How your gonna get ‘what’s next’?

 

Feel like you need more than just clarity on where you’re going? Like the fire of action to attain your next promotion or opportunity?

Ambition. Someone might say…. “you just need more ambition”.

Truth- I’ve described myself, in relation to this term. “I’m ambitious”, I’d say. Often to white men in power. I’d do it to underscore my education, experience, or smarts in the face of institutional gender barriers.  As a way of trying to speak their language and convincing them to take me seriously, damn it!

On the good side, ambition is the expression of our will and bold self-determination in the face of systems stacked against us.

Ambition can imply creating and meeting a set of goals that catapult us forward. To a time or place when we’re taken seriously and have more influence and connections.

On the down side, it becomes an empty echo of the “[North] American dream”. It fuels our desire to climb high so we get the illusion of certainty: financial security, pensions, and hot holidays.

 

Climb the ladder.

Make it as an entrepreneur.

Be the “go-to” academic voice.

Become the CEO.

In our capitalist society, ambition asks us to plan our moves with chess-like precision.  Get the right training, mentors, and experience (and then visibility) and then you’ll lead with confidence, they promise, you’ll land the next opportunity.

 

And yet, many leaders are asking themselves in these times of destabilization – where does ambition get me? 

 

Why ambition might be dead

 

Ambition can’t be entirely knocked. As you well know, bold women, gender-non binary folks, and BIPOC visionaries have cultivated enough  determination and collective movement to make tremendous, positive changes to society. And that’s taken some serious grit and future thinking.

So I don’t think it’s ambition that’s bad, but that our underlying faith in it’s foundations are falling apart.

It might be too bold to assert, but ambition is under fire from all directions.

Tight brothers with the free-market system- individuals, if exceptional enough, could rise in rank, wealth and power if they pushed hard enough.

Yet now, in the post-modern (or meta-modern) era we’re facing collapses of systems and structures we’ve taken for granted. Whether you’re exceptional or not, or have access to systems of power or not, there’s too much uncertainty. Or far more bends in the river to know or plan beyond what’s just a few hundred meters ahead.

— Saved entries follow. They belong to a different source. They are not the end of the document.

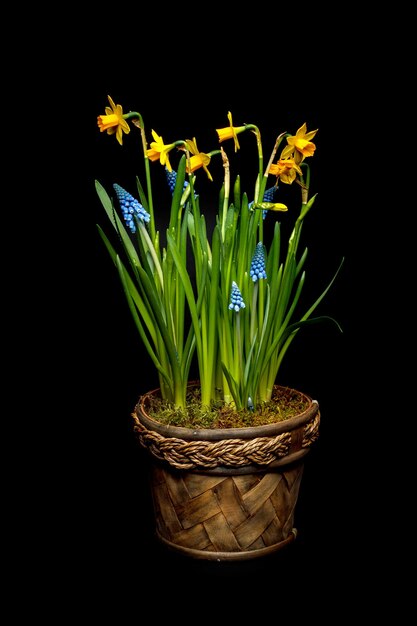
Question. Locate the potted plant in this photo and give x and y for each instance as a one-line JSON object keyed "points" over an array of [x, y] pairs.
{"points": [[217, 310]]}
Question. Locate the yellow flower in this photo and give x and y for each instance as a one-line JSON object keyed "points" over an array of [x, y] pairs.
{"points": [[159, 151], [286, 170], [300, 145], [199, 159], [230, 132], [113, 121]]}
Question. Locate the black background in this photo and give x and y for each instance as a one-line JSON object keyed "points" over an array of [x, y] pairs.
{"points": [[111, 541]]}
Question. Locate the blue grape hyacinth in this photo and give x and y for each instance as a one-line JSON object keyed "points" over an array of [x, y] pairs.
{"points": [[236, 300], [130, 208], [257, 268]]}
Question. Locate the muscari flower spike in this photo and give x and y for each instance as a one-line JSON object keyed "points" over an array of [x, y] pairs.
{"points": [[257, 268], [236, 300], [130, 208], [269, 195]]}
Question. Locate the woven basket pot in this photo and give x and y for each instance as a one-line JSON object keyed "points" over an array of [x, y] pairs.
{"points": [[226, 494]]}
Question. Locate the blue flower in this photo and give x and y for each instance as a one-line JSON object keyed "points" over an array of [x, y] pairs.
{"points": [[257, 268], [130, 208], [236, 300]]}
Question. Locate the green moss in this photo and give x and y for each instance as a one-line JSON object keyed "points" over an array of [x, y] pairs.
{"points": [[285, 403]]}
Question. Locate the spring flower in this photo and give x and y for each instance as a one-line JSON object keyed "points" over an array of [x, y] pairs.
{"points": [[236, 300], [285, 170], [113, 121], [257, 268], [159, 151], [300, 145], [182, 287], [199, 159], [230, 132], [130, 208]]}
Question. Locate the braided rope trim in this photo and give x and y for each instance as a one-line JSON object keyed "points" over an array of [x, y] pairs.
{"points": [[259, 451]]}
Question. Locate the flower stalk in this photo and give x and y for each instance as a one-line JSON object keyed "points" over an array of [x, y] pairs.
{"points": [[224, 303]]}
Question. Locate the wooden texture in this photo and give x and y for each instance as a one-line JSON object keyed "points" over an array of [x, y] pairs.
{"points": [[206, 514]]}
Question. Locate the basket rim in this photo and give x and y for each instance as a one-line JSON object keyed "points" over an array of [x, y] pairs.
{"points": [[218, 434]]}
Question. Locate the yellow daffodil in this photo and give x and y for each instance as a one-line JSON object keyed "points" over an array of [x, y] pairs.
{"points": [[230, 132], [199, 159], [113, 121], [286, 170], [300, 145], [159, 151]]}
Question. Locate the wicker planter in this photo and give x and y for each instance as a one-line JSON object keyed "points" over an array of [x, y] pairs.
{"points": [[226, 494]]}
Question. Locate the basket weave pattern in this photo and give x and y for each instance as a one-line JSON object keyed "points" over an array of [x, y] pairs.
{"points": [[225, 514], [227, 495], [260, 451]]}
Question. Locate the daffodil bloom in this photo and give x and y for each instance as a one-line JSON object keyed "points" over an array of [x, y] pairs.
{"points": [[300, 145], [286, 170], [230, 132], [199, 159], [113, 121], [159, 151]]}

The pandemic is a perfect example.

In this case, our individual will only takes us so far. The ‘culture of ambition’ that implores us to carefully plan our experience, training or mentors can’t promise a set outcome.

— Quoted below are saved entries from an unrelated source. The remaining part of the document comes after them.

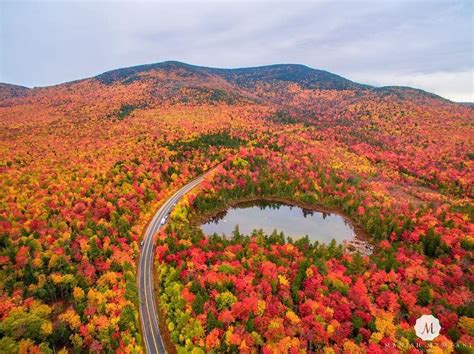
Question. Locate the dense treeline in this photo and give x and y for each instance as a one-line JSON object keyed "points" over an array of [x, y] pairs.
{"points": [[84, 165]]}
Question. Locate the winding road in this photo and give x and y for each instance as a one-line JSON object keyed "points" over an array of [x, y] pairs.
{"points": [[148, 312]]}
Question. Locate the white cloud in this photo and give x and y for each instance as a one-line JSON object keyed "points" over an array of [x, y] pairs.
{"points": [[457, 86], [426, 44]]}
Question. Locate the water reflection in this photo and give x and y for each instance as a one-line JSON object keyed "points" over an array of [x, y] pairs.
{"points": [[293, 221]]}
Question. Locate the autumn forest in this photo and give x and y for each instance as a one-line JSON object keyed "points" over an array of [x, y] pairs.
{"points": [[85, 165]]}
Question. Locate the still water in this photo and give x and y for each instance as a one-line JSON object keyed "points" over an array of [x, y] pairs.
{"points": [[292, 221]]}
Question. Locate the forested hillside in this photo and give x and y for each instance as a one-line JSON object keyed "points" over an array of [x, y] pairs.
{"points": [[84, 165]]}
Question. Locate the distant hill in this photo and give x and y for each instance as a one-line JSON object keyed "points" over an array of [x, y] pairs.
{"points": [[12, 91]]}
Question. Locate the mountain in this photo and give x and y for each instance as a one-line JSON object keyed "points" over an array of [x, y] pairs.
{"points": [[11, 91], [244, 77], [84, 165]]}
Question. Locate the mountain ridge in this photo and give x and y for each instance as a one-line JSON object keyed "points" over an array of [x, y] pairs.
{"points": [[245, 77]]}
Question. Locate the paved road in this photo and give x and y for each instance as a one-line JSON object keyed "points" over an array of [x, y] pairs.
{"points": [[148, 313]]}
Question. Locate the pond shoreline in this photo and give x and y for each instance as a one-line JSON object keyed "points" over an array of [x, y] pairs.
{"points": [[361, 241]]}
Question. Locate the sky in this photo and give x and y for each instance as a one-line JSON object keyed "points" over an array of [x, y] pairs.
{"points": [[424, 44]]}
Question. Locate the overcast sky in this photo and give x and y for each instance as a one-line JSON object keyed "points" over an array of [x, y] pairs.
{"points": [[425, 44]]}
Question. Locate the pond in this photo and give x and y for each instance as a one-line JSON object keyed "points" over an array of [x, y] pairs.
{"points": [[293, 221]]}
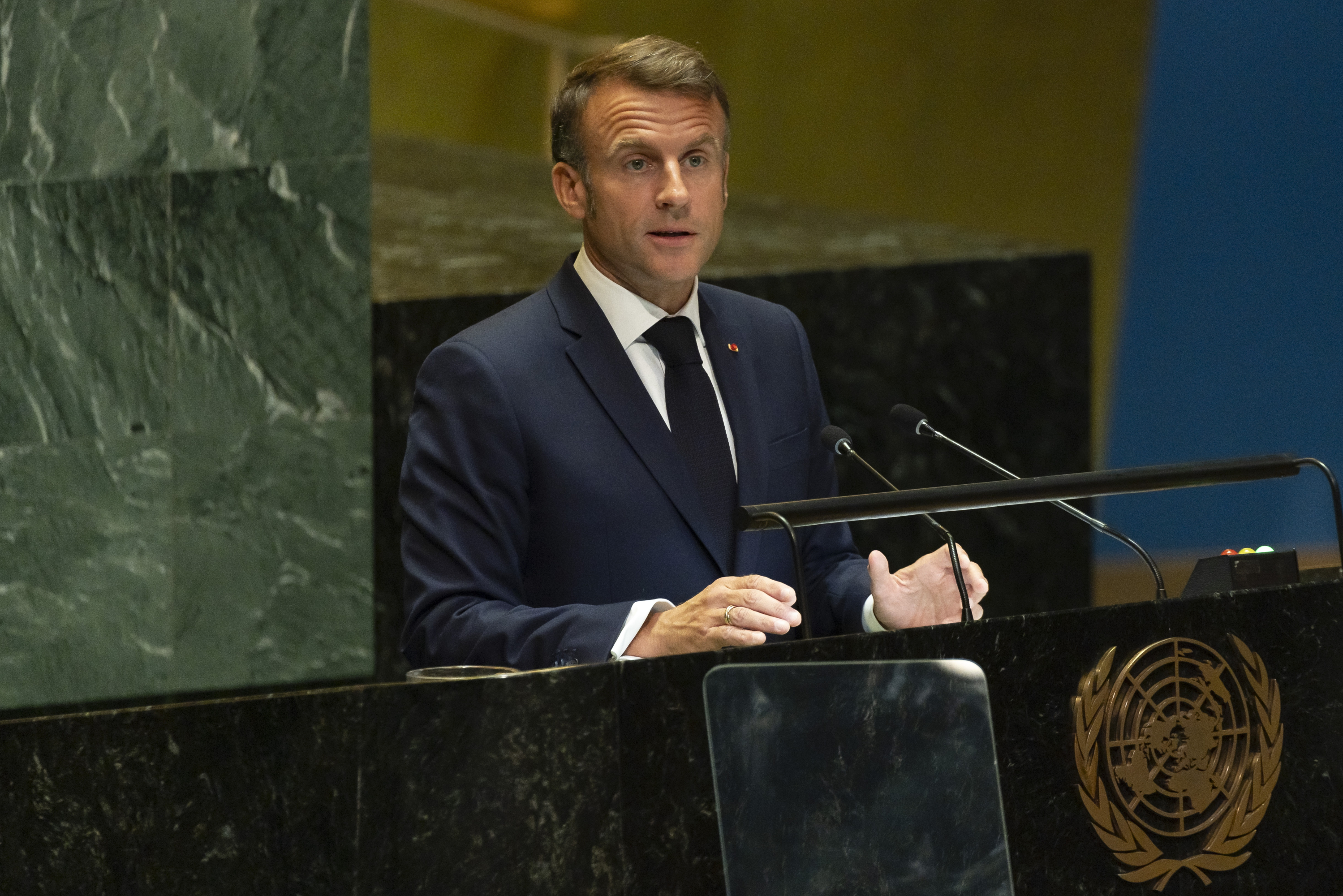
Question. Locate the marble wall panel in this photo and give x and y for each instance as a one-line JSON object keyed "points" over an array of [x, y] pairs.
{"points": [[124, 86], [84, 311], [81, 92], [273, 555], [273, 526], [185, 340], [271, 296], [249, 84], [85, 570]]}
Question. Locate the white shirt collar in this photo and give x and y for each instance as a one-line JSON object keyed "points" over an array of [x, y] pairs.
{"points": [[630, 315]]}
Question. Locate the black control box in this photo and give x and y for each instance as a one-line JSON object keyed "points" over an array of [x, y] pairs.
{"points": [[1233, 571]]}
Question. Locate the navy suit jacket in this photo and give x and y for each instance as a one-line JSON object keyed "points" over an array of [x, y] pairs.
{"points": [[543, 492]]}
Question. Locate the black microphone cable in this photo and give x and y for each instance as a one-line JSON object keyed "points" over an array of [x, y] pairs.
{"points": [[911, 420], [837, 441]]}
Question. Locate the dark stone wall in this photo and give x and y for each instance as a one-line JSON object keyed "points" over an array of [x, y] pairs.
{"points": [[598, 780]]}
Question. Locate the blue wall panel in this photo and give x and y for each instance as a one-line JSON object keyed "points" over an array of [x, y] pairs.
{"points": [[1232, 340]]}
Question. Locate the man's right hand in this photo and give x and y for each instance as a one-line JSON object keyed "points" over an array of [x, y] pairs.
{"points": [[759, 605]]}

No matter how much we ‘get’ and ‘plan’, there are too many bends. Ambition only takes us so far, and in some ways is no match for the wildly collaborative and cooperative times that are necessary for the level of complexity at hand.

These times are asking us to develop something else instead.

 

 

The Rise of Surrender

 

Two of the greatest challenges we face, is the culture of productivity and the culture of urgency. Messages of “more, more” and “now, now!” pervade the way we make decisions, run our organizations, and structure our social systems.

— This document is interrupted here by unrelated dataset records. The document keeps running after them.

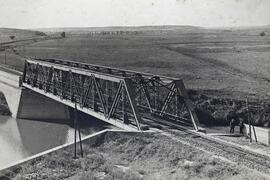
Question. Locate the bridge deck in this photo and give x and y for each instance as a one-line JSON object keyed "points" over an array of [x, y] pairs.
{"points": [[113, 95]]}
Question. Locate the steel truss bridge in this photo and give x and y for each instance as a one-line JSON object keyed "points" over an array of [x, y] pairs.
{"points": [[120, 97]]}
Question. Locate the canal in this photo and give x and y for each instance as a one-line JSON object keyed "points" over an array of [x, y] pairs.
{"points": [[20, 138]]}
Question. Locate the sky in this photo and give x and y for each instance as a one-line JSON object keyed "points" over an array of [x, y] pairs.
{"points": [[99, 13]]}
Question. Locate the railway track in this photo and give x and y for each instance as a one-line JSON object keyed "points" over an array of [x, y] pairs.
{"points": [[215, 146]]}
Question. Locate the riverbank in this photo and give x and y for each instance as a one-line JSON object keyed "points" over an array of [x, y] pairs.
{"points": [[118, 155]]}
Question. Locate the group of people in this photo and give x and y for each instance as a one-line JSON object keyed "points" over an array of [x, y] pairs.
{"points": [[236, 121]]}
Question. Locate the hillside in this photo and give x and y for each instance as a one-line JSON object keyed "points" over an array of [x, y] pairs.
{"points": [[19, 34]]}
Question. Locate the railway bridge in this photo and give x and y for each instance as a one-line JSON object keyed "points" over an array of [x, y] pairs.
{"points": [[48, 88]]}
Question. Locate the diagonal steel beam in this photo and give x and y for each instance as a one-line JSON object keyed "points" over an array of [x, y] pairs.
{"points": [[181, 90], [131, 96], [168, 99], [115, 100], [101, 97]]}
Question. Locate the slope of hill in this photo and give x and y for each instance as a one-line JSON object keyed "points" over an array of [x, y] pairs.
{"points": [[8, 34]]}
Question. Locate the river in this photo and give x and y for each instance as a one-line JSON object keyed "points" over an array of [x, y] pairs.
{"points": [[21, 138]]}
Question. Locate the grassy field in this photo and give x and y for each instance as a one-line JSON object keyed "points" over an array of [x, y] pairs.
{"points": [[123, 156], [232, 61]]}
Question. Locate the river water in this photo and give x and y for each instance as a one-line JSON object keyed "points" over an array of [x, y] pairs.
{"points": [[21, 138]]}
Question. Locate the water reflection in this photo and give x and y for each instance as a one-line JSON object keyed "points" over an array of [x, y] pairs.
{"points": [[21, 138]]}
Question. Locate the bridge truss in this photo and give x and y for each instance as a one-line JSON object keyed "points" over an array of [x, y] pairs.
{"points": [[120, 97]]}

The primacy of the individual will, often in the form of ambition, plays into both of these- where we’re conditioned to compete, push and strive to get influence and resources.

So if much around us is falling apart- from the ways we talk to each other civilly, to how we govern- what do we need to cultivate to lead well?

Less ambition, and more surrender.

Or more accurately, a renewed balance between self-determination and surrender.

Surrender highlights our ability to pause and adapt in the moment. To let go of ego and our assumptions that we’re right. It asks us to enter an important meeting with curiosity and humility. It invites us to cultivate other intelligence, like intuition, instinct and our body-wisdom.

It asks us to trust the push of the river, angling our boat just enough that we can safely navigate the blind corner of a river. It doesn’t require we’ve got all our moves planned in advance.

At it’s heart, surrender is a capacity to be more comfortable with the unknown. And this asks us to trust the experience we already have, to be open to difference and be willing to get it wrong.

In contrast, ambition presupposes that we know where we’re going. It assumes we know the steps to get there, and the milestones we’ll reach along the way to our ‘what’s next’. But this river we’re on, friends is not wide and straight. We’re deep in the waters of uncertainty and our leadership is being invited to expand some new capacities.

 

The context of success is being reconsidered, redrawn and remade. Ambition, and the primacy of our individual will, is not the only thing driving our growth. Our planet is asking for something different. More surrender, more comfort with the dark and the questions we need to live into, so that we can find our way together into the next evolution of being.

You’re ‘what’s next’ is found in this beautiful tension between self-determination and surrender.

 

Practice + Inquiry

 

For the next week or so, play with these questions to explore your relationship with ambition and surrender. Become acquainted with their distinct energies, and where they support or undermine the cause you’re working towards and how you want to show up.

Where are the edges of ambition in your leadership and life? How would you describe its felt sense within you?

Where does that serve you?

Where does it limit you?

If you trace the contours of surrender, where does it show up? How would you describe the sensations within you?

What is the upside to surrender?

Where could it support greater influence for the collective good?